Spectrum is a proprietary monthly briefing published exclusively
for the clients of I.T. Strategies, Inc. © 2003)
Production
EP and Commercial Printing:
As Boundaries Melt, Challenging Navigation
This month we discuss the relationship
of production electrophotography (EP) to commercial printing
(excluding the mass media) with the I.T. Strategies analysts.
This industry, also termed "offset," is seen as in decline
due in large part to competing electronic media. Until around
1989 commercial printing growth tended to follow growth in
the GDP, but that link has now been broken for good.
Although offset is in decline, many
offset printers continue to grow by diversifying into various
print-related areas such as electronic distribution, data
management, and design services. There has been horizontal
consolidation in the industry. But commercial printers have
not acquired companies with digital expertise such as local
service providers or wide format shops. We have seen the reverse:
wide format companies diversifying into digital production
printing.
With production EP cost/performance
ever improving, users are beginning to bring more jobs in
house. One view is that this is not taking volume from commercial
printers, that it is incremental demand. However today there
are some examples of users bringing jobs in house that formerly
were done outside. One is a drug store chain which recently
installed an iGen3 to run targeted direct mail promotions.
Some specialized companies such as addressing shops are expanding
into general printing. We see the boundaries melting between
the various print-related sub-industries and between print
suppliers and their customers. Direct mail is a major driver.
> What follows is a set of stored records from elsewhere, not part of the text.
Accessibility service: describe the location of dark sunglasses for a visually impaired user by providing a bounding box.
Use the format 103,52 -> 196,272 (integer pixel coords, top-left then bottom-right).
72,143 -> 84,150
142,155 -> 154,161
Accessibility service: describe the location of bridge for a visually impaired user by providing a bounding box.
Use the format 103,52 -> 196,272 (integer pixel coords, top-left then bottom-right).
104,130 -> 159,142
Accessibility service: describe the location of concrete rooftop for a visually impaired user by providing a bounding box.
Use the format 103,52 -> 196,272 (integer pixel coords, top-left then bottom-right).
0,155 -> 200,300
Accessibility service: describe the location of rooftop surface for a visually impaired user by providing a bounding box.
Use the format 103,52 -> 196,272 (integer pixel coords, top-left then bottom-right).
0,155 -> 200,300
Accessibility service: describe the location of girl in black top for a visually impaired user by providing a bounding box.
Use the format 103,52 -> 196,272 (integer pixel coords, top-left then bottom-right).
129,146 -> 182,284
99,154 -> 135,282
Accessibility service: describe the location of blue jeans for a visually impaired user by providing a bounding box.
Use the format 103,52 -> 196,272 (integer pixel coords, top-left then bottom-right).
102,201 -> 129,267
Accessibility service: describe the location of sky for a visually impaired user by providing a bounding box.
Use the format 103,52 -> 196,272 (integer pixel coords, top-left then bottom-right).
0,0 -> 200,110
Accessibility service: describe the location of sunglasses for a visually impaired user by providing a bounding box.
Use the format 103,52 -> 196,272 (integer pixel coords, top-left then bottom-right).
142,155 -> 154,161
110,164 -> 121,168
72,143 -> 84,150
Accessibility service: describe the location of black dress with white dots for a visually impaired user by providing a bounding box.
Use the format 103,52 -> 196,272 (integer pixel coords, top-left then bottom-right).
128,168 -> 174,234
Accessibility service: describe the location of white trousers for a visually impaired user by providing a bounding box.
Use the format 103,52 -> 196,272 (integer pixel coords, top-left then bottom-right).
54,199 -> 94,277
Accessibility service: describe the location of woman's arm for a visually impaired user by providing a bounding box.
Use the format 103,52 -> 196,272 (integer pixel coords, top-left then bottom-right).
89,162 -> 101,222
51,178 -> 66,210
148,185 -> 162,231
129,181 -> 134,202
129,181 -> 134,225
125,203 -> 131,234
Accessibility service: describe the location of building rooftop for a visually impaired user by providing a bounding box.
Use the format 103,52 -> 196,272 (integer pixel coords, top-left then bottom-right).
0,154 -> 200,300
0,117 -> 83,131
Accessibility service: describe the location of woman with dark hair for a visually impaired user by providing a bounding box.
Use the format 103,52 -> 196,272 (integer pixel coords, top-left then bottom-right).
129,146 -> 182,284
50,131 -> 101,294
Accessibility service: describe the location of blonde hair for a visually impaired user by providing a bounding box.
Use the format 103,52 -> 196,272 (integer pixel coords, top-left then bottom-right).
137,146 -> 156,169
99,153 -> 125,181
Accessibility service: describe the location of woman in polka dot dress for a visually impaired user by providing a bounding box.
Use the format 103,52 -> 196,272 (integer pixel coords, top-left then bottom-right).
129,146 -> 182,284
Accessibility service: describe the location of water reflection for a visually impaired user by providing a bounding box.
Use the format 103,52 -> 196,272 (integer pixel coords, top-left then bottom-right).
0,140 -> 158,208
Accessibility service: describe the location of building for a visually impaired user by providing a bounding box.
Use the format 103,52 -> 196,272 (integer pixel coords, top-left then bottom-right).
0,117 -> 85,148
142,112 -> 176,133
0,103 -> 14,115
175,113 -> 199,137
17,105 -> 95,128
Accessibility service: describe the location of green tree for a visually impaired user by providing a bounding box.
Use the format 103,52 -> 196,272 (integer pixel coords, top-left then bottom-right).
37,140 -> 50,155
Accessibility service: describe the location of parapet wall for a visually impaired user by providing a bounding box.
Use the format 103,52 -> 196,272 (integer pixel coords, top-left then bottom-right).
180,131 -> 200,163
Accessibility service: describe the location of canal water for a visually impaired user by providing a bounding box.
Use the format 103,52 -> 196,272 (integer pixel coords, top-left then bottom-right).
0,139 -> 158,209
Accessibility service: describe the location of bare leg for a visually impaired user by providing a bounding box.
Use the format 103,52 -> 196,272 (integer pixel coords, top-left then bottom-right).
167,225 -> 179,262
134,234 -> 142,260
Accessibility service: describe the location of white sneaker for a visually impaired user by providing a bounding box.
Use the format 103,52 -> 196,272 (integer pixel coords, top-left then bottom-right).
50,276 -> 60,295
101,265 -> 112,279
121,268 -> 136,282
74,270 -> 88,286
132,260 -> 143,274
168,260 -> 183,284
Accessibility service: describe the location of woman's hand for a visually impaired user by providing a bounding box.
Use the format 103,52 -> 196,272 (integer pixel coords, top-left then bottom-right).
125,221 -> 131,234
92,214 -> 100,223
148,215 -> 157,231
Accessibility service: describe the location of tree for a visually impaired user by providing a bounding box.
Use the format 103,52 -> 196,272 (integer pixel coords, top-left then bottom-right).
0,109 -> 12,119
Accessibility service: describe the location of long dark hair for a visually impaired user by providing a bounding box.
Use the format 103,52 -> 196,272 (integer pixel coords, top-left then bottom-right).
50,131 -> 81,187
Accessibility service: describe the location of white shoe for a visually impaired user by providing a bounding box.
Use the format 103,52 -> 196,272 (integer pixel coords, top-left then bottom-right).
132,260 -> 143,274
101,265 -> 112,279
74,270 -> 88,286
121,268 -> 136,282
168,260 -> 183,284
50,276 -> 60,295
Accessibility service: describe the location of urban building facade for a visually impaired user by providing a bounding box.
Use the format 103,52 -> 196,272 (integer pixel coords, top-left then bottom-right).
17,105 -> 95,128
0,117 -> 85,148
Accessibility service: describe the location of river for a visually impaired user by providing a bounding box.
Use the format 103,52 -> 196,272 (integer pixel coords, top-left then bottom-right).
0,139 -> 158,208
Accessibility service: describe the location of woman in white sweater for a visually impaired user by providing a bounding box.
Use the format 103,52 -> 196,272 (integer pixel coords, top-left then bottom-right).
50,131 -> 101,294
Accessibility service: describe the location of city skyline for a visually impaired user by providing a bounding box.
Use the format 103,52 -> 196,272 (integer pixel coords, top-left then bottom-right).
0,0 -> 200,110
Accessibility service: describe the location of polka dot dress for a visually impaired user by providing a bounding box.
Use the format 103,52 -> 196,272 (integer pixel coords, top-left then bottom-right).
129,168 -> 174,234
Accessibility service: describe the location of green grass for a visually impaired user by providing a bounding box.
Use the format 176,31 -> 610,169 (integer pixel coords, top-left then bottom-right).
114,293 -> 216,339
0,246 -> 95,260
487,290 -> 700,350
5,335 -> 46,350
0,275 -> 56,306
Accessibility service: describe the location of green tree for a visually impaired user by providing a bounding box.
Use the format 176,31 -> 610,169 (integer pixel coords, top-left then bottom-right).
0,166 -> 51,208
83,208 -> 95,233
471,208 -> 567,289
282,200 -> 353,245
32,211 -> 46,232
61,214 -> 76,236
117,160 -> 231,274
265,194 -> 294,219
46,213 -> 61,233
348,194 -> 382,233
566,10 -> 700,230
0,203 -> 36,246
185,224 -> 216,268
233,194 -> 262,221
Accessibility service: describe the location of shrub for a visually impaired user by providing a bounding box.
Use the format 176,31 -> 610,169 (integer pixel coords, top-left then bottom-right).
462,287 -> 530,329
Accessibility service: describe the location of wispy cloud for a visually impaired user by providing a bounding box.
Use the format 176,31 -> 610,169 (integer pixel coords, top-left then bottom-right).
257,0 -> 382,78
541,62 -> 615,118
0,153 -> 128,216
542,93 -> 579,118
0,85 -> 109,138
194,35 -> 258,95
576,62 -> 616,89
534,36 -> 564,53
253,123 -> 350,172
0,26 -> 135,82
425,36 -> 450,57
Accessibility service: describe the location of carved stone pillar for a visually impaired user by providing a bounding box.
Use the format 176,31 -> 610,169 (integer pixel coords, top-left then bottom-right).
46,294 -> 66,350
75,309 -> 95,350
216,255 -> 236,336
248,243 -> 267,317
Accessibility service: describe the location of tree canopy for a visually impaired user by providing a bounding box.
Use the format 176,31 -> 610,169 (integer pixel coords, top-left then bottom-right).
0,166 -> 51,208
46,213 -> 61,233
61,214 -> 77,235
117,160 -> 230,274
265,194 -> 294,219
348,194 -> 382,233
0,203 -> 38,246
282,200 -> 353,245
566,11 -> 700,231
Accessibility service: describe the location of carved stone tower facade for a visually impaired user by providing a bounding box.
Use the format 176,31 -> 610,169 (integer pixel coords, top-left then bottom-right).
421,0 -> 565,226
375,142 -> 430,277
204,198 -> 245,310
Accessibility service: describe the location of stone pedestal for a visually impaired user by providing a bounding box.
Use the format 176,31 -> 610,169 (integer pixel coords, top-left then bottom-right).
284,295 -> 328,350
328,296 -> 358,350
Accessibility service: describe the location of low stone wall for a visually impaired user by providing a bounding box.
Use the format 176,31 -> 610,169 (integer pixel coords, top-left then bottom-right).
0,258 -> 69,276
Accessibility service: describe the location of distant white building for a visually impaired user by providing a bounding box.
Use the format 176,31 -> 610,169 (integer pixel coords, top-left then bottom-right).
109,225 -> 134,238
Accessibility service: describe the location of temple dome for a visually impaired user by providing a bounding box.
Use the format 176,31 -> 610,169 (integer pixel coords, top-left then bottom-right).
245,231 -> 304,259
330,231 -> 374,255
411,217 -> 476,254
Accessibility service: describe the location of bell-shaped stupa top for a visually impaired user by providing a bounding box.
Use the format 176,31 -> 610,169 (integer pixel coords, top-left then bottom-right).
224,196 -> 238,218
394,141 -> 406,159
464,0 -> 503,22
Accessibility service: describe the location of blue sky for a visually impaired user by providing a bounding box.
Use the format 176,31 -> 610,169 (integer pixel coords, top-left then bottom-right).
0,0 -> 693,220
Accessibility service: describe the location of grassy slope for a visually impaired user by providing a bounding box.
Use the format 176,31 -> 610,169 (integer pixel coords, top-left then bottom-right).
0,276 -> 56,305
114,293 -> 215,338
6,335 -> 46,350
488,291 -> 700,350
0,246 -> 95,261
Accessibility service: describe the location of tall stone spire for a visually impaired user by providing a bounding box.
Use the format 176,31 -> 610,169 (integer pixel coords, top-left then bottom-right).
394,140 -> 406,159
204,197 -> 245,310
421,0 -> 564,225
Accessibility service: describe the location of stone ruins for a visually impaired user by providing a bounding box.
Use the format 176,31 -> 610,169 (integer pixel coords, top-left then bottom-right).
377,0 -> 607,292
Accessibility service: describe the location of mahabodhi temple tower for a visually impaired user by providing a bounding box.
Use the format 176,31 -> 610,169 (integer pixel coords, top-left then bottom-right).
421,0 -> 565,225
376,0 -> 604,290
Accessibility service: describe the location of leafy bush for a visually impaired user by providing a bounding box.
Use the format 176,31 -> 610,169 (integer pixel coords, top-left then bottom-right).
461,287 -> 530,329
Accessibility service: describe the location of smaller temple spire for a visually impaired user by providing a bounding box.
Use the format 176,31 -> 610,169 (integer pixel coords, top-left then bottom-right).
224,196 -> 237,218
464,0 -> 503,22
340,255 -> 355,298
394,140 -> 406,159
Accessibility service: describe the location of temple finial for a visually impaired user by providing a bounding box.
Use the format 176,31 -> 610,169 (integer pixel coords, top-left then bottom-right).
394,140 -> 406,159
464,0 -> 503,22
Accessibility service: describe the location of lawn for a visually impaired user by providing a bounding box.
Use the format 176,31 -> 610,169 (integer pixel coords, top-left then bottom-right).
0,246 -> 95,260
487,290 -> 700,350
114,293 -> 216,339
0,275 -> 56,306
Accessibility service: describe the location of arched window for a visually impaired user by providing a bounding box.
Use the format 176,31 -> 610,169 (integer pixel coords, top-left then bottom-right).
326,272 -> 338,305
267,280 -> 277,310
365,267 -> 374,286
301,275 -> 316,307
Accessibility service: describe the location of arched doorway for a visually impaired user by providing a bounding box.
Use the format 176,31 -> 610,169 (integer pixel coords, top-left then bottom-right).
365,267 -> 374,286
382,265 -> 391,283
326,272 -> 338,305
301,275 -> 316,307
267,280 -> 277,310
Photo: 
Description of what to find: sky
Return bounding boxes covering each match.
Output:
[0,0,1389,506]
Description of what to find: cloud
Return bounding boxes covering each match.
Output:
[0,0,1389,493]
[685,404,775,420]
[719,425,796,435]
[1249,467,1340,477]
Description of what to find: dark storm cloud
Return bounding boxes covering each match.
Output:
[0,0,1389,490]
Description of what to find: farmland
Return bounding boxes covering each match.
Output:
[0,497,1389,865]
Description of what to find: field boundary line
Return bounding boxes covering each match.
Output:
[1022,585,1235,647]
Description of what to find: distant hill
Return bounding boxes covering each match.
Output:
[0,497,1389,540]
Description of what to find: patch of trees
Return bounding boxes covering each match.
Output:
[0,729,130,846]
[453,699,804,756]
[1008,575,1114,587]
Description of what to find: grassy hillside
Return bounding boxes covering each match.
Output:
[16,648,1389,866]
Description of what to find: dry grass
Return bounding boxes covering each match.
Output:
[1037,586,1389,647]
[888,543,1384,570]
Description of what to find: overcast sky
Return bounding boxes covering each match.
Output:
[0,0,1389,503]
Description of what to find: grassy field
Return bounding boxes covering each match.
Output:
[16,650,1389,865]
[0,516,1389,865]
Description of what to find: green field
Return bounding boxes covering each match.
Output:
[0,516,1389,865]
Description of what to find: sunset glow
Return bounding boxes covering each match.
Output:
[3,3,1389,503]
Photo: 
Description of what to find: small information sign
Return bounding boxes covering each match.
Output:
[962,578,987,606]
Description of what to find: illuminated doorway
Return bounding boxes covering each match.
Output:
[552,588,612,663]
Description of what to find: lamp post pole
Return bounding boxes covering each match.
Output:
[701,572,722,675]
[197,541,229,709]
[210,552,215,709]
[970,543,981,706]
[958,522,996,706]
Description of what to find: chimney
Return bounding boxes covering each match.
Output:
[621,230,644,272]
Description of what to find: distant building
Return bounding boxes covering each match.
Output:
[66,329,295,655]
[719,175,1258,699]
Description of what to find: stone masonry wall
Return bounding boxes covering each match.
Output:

On the hardware side HP is described
as having a short-term and a long-term strategy for its Indigo
digital press. For now, they seek profitable incremental applications.
Competing directly with offset is a long-term strategy although
one view is that to date production digital has been driven
mostly for its short-run attribute than for variable printing.
This, however, is changing. Several targeted direct mail programs
are described using a combination of EP, inkjet and offset.
In the near future, it is expected production EP will be doing
the whole job.
The key to competing more directly
with offset is finishing. So far finishing in-line tends to
be limited to sorting, folding and stapling. In Japan NTT
now uses Scitex production inkjet to print two-color invoices,
fold them and insert them into window envelopes, all in-line.
Another example in this country is a personalized GM promotion
with a response rate that more than compensates for the premium
printing cost.
In short, print is getting divorced
from the traditional commercial printing industry which survives
by diversifying into various print- and electronic-related
activities. But so far, few are moving to digital. Should
they begin to move more heavily into digital printing, a down
side may be that price-cutting could hurt the whole industry.